# Kobalt Compressor wont stop running



## 172pilot (Mar 21, 2017)

I have a Kobalt model 99007 (VLK1582609) compressor. 1.5hp, 26gal, with an advertised 155 max PSI.

It runs, and it pumps up, and it works, but it NEVER gets above 80PSI according to the tank pressure gauge. The working pressure gauge also will adjust up to 80 PSI, but not above, so I presume the gauges are correct, since they agree.

If I pump it up to 80, and shut it off, it will sit and hold it's pressure, so I dont think there's any leaks.

Other than throwing the whole thing away, I'm not sure what to do.. Is there any general maintenance parts that would be recommended to replace on the compressor to try to fix this? OR.. If there's a way to just lower the cutoff to 65 or 70, I'd be fine with that too - This isn't my primary compressor, and I just dont want it running forever. 70 would be plenty of pressure for anything I'm likely to do with it.
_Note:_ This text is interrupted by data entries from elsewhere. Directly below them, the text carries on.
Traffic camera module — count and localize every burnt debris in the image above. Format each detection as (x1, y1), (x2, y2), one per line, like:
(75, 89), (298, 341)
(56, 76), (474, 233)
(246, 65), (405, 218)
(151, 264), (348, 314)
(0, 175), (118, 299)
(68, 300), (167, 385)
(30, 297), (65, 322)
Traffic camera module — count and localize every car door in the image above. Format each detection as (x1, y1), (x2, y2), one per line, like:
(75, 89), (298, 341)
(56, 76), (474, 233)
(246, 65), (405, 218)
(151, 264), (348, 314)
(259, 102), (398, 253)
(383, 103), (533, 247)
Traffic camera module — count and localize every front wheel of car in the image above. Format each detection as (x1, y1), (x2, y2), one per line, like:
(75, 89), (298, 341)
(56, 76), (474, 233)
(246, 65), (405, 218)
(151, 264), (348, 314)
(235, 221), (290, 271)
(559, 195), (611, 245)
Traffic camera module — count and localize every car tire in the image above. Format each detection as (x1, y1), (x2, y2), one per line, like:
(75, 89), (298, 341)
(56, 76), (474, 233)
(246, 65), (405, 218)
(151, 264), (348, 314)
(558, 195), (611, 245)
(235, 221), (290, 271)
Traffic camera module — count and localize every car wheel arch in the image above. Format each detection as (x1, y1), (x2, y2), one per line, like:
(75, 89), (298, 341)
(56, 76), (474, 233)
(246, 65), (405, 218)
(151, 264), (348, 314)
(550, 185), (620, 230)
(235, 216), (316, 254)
Any recommendations would be greatly appreciated!!

-Steve in MD


----------



## wjalex4 (Sep 17, 2017)

I have a similar issue with a 17 year old Craftsman 5HP compressor. On mine, the pressure can't seem to get above about 110 psi (cutoff is 150 psi). Did you solve your issue? I'm thinking I need a piston & cylinder/sleeve kit.

---Walter


----------



## 172pilot (Mar 21, 2017)

No.. sadly that compressor is still sitting in the garage, unused..I think I'm probably just going to sell it real cheap or donate it. The parts to fix it are just to expensive for the value of it, or cost of a new compressor.. I may experiment and just put some oil through the air intake and see if it doesn't lubricate whatever is leaking, but I dont have much hope.


----------